Alumna’s Documentary Explores a Buddhist Family Dynamic

Above: Yoko Okumura’s ‘Sit.’

Sit, CalArts alumna Yoko Okumura’s (Film/Video BFA 10) debut documentary, premiered on Tricycle: The Buddhist Review last month.

Okumura began work on Sit in 2007 as a BFA student at CalArts. Since then, the film has gone through several iterations, evolving from a quasi-narrative documentary hybrid, to a comparison between Okumura’s father and brother, to what it is now: a portrait of her family.

The documentary explores a family dynamic, particularly looking at the filmmaker’s younger brother’s struggle to find a life path through the lens of their father’s philosophies as a Buddhist monk.

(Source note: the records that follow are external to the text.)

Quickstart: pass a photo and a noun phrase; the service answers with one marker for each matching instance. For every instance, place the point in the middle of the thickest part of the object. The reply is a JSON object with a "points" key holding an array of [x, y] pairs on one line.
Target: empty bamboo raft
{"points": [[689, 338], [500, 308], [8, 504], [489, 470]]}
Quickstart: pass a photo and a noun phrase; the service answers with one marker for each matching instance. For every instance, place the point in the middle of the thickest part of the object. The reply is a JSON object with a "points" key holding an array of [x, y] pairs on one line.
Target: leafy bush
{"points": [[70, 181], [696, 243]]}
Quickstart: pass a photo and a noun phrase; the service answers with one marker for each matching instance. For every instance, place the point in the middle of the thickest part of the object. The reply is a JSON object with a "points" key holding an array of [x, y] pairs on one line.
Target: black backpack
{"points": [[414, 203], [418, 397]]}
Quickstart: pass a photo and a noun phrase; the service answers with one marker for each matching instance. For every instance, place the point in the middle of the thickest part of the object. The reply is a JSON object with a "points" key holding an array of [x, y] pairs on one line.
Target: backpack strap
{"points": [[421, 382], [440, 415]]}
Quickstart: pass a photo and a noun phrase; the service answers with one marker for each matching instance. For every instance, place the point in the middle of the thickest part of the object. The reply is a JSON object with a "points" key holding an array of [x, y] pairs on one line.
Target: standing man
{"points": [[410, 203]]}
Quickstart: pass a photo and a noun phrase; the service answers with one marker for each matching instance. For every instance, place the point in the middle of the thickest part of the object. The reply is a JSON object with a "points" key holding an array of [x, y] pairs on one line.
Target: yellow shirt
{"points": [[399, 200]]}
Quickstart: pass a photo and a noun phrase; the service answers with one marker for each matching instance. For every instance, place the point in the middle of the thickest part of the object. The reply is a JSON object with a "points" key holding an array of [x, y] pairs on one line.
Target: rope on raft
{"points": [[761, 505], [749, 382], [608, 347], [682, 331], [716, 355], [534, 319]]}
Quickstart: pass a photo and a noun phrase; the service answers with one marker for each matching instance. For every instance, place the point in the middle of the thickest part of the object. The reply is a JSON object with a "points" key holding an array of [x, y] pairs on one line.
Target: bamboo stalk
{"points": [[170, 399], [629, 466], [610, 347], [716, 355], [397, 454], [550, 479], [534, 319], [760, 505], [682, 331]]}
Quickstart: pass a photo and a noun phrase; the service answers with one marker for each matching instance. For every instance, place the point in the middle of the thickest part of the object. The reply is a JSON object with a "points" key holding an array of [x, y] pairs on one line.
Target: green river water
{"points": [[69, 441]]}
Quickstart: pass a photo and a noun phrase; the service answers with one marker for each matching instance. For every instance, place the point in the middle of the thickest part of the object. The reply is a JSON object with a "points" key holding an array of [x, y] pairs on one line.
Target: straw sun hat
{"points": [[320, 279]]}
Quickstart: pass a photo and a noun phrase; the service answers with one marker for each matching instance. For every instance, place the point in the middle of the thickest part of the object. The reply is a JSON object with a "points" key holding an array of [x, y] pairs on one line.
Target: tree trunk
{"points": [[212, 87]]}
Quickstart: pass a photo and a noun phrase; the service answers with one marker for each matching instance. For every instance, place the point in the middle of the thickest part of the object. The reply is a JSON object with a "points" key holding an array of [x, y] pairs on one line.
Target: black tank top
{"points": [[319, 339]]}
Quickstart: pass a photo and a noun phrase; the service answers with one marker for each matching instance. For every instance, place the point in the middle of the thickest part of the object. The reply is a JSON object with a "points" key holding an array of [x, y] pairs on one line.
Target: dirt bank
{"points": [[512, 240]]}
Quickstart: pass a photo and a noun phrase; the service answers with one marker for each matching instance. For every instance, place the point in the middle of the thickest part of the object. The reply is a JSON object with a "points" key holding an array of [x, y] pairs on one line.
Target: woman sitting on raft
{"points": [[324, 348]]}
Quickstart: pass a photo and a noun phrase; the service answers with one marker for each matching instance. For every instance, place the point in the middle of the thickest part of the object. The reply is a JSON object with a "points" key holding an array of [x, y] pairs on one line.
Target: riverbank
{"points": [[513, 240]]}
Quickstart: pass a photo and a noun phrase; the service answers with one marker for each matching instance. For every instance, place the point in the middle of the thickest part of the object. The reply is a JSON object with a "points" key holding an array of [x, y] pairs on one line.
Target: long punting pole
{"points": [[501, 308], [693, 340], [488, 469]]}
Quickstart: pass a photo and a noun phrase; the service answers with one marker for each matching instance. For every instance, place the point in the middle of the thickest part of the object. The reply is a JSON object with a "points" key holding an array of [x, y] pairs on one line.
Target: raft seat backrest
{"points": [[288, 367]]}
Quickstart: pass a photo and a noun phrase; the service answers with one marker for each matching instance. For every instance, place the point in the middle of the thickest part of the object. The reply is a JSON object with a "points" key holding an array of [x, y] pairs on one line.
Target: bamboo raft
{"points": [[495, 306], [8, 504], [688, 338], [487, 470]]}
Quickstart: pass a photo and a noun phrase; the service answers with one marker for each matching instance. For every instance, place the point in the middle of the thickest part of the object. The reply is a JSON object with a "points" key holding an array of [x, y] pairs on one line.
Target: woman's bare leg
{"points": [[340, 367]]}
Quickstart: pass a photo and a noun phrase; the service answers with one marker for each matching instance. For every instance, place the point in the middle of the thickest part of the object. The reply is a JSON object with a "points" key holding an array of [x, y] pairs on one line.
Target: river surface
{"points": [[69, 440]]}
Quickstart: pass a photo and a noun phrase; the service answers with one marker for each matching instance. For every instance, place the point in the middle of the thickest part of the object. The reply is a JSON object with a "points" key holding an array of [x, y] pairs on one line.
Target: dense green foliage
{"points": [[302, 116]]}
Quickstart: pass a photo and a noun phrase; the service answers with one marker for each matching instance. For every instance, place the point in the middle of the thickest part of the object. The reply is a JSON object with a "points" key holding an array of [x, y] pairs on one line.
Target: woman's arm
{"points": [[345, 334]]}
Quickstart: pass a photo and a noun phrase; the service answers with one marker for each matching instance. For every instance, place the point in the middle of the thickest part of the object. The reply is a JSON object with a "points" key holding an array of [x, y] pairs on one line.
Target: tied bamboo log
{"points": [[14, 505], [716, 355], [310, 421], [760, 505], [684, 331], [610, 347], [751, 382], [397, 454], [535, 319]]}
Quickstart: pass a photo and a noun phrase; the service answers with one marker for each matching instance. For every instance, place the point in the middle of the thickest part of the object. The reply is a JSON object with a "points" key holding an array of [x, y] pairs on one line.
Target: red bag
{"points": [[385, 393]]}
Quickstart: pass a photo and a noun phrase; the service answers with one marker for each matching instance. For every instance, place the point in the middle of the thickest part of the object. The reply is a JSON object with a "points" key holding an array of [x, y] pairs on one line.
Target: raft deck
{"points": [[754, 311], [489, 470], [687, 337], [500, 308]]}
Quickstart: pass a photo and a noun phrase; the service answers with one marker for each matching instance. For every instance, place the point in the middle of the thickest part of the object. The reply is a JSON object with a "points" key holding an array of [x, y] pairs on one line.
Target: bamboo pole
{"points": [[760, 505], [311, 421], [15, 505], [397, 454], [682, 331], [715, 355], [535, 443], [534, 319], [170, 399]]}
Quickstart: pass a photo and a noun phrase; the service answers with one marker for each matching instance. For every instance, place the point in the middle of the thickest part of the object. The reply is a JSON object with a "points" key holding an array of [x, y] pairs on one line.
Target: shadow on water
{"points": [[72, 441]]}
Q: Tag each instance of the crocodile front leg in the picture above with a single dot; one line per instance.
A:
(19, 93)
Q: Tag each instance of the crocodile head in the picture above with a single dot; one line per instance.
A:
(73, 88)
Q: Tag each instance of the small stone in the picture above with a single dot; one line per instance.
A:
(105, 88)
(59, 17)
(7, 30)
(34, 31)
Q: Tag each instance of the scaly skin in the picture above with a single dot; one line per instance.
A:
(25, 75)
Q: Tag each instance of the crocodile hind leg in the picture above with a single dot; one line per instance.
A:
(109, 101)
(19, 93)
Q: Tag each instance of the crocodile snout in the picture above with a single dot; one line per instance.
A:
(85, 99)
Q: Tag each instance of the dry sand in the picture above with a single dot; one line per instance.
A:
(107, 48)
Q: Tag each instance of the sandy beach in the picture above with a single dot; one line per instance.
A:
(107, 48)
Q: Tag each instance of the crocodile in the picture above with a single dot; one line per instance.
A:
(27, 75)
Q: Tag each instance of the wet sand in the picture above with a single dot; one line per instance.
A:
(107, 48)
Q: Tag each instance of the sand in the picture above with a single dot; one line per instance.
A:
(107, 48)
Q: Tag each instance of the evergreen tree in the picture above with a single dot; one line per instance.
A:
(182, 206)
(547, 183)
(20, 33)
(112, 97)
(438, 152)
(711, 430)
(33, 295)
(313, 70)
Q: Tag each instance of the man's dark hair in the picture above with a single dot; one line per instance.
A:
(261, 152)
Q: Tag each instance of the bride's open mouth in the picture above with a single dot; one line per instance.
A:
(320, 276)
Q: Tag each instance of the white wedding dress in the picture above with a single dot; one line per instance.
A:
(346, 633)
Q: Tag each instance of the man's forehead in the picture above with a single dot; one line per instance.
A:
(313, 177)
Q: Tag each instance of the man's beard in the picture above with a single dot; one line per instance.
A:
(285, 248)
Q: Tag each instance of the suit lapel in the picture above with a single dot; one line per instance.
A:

Producer Chris Ruiz spoke to Bodhipaksa at the Buddhist website Wild Mind about the themes and goals of the documentary, saying, Sit dispels myths about the traditionalism, close-mindedness and rigidness attributed to Asian families.”

In a Q&A with Tricycle, Okumura said, “I hope people can watch this and find something to relate to, find some humor in it, and learn a little bit about a different side of a Buddhist monk.”

Okumura was born in a Buddhist temple in Japan and moved to the United States as a child with her family. Currently, she is based in Los Angeles where she directs, writes, and produces films. In 2014, Okumura won first place at the Director’s Guild of America Student Film Awards in the western region Asian American category with her film, Kimi Kabuki, and in 2016, she showed her film, Light Up the Sky, at the first Les Femmes Underground International Film Festival.

With additional writing by Soleil David.